Molecular and Cellular Biology ◽

10.1128/mcb.23.15.5401-5408.2003 ◽

2003 ◽

Vol 23 (15) ◽

pp. 5401-5408 ◽

Cited By ~ 37

Author(s):

Neuza Lopes ◽

David Gregg ◽

Sanjay Vasudevan ◽

Hamdy Hassanain ◽

Pascal Goldschmidt-Clermont ◽

...

Keyword(s):

Cell Proliferation ◽

Endothelial Cells ◽

Matricellular Protein ◽

Mrna Levels ◽

Experimental Conditions ◽

Aortic Endothelial Cells ◽

Blocking Antibodies ◽

Human Aortic Endothelial Cells ◽

Proliferative Ability

ABSTRACT Thrombospondin 2 (TSP2) is a matricellular protein controlling the apoptosis-proliferation balance in endothelial cells. Little is known about its transcriptional regulation compared with that of TSP1. We found that overexpression of a constitutively active mutant of Rac (RacV12) specifically increases TSP2 mRNA levels without affecting TSP1 in human aortic endothelial cells (HAEC).
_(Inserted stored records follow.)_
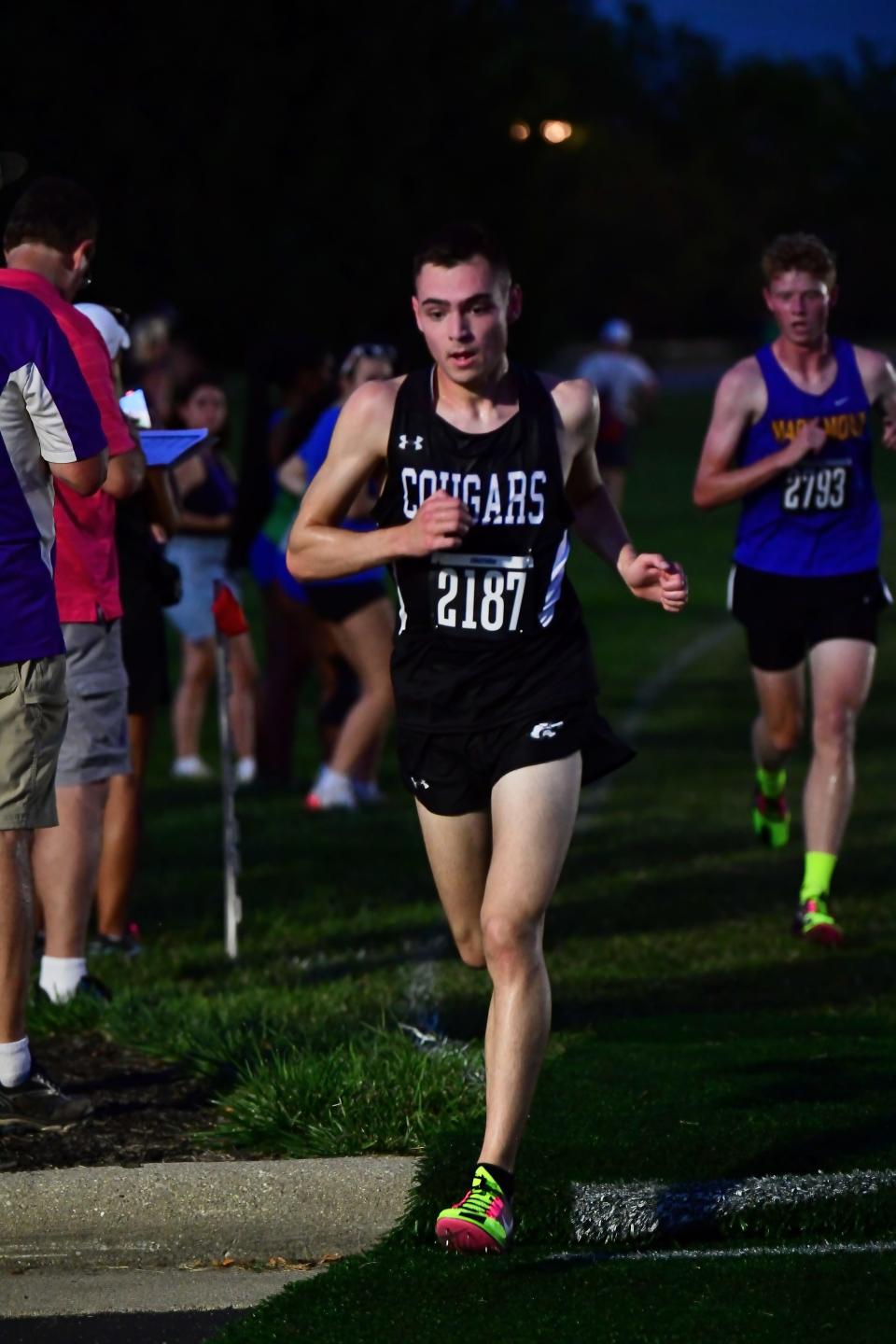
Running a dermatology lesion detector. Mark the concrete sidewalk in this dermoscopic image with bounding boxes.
[0,1157,415,1273]
[0,1268,321,1317]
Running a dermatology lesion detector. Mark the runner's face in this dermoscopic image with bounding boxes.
[763,270,833,348]
[180,385,227,434]
[413,257,520,387]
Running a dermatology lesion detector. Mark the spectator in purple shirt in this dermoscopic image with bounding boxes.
[0,286,107,1129]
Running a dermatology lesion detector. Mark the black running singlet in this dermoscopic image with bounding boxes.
[373,366,596,733]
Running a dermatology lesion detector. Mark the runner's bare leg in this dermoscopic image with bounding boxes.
[804,639,877,853]
[418,752,581,1170]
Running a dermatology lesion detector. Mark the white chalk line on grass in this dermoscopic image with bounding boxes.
[575,621,736,834]
[572,1170,896,1246]
[550,1242,896,1265]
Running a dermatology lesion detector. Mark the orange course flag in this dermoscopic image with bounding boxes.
[211,583,248,637]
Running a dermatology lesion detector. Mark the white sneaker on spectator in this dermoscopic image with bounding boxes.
[171,757,212,779]
[305,764,357,812]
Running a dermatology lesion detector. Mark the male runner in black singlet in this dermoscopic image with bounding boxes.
[288,226,686,1252]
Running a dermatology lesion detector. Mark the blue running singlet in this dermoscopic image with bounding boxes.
[734,340,880,578]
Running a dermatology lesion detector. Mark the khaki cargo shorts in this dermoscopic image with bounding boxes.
[0,653,68,831]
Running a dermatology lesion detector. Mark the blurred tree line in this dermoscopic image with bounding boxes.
[0,0,896,363]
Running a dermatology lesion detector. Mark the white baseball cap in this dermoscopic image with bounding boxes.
[76,303,131,358]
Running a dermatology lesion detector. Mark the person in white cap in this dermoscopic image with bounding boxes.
[576,317,660,508]
[76,303,131,364]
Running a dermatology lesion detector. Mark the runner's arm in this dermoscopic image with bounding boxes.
[854,345,896,449]
[287,379,471,581]
[693,360,826,508]
[554,381,688,611]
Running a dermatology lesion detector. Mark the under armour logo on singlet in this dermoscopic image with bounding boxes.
[529,719,563,739]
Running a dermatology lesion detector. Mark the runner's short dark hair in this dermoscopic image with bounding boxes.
[3,177,98,253]
[413,222,511,285]
[762,234,837,285]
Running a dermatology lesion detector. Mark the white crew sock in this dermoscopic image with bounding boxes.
[0,1036,31,1087]
[39,957,88,1004]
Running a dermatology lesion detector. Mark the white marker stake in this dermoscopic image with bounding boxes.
[215,582,244,961]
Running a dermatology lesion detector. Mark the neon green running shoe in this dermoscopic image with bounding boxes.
[794,896,844,947]
[435,1167,513,1255]
[752,785,790,849]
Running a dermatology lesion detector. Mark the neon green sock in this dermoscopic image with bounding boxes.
[756,766,787,798]
[799,849,837,901]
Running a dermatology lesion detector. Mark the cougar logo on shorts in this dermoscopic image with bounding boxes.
[529,719,563,739]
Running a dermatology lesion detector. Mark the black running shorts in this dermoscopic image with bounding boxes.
[305,580,385,625]
[397,702,634,818]
[728,565,892,672]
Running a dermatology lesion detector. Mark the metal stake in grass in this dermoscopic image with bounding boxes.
[212,580,248,961]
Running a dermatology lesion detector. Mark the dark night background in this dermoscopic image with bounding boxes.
[0,0,896,366]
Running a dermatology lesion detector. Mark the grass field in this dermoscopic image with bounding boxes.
[35,397,896,1344]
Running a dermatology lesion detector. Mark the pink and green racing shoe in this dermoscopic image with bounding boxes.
[794,896,844,947]
[435,1167,513,1255]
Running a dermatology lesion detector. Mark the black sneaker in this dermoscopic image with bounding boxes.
[0,1060,92,1129]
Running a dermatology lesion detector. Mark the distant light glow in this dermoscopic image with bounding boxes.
[539,121,572,146]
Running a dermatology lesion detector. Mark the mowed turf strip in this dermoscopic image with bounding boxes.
[19,397,896,1341]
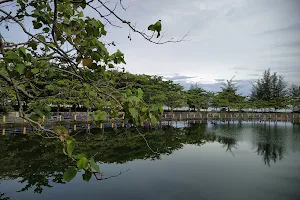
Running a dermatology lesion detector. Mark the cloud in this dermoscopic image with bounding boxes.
[165,75,197,81]
[215,78,226,82]
[229,66,249,70]
[274,40,300,48]
[258,23,300,34]
[247,74,261,76]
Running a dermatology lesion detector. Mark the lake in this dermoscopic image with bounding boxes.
[0,122,300,200]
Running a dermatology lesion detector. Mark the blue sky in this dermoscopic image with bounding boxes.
[102,0,300,94]
[1,0,300,94]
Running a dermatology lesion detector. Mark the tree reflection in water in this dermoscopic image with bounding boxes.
[0,124,296,195]
[253,123,286,166]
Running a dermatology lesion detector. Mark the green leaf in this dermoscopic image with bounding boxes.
[67,140,75,157]
[90,158,100,172]
[93,110,107,121]
[31,68,40,74]
[30,114,41,121]
[82,171,92,182]
[19,47,26,56]
[28,40,38,50]
[32,21,43,29]
[78,11,83,17]
[138,88,144,98]
[73,153,86,160]
[15,64,25,75]
[129,108,139,118]
[5,51,19,60]
[33,107,44,117]
[150,116,157,125]
[63,167,77,182]
[53,126,68,135]
[43,27,50,33]
[127,96,140,103]
[108,63,115,69]
[77,157,89,169]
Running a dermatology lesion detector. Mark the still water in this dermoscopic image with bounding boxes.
[0,123,300,200]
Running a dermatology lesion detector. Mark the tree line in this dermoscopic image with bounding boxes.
[0,69,300,112]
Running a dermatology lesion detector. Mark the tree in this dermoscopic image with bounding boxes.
[213,78,245,111]
[0,0,182,183]
[251,69,287,109]
[288,85,300,112]
[186,85,210,111]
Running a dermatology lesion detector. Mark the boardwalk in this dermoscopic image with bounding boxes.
[0,112,300,126]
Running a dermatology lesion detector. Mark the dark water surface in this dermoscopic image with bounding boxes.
[0,123,300,200]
Moreover, TSP2 induction by RacV12 is dependent upon reactive oxygen species (ROS) production, as gp91ds-tat peptide, an inhibitor of NADPH oxidase, and the flavoprotein inhibitor diphenylene iodinium (DPI) block TSP2 synthesis. Furthermore, we found that increasing RacV12 expression results in a biphasic proliferative curve, with proliferation initially increasing as RacV12 expression increases and then returning to levels less than that of control cells at higher expression. This growth inhibition is mediated by TSP2, as either DPI treatment, which blocks TSP2 synthesis, or pan-TSP blocking antibodies restore the proliferative ability of HAEC with high expression. Mechanistically, we show that the effect of TSP2 on cell proliferation is independent of the antiangiogenic TSP2 Hep1 sequence, which is capable of altering actin cytoskeletal reorganization but not proliferation in our experimental conditions. Finally, we show in vivo that Rac-induced TSP2 expression is observed in the aorta of transgenic mice selectively expressing RacV12 in smooth muscle cells. These results identify Rac-induced ROS as a new pathway involved in the regulation of TSP2 expression.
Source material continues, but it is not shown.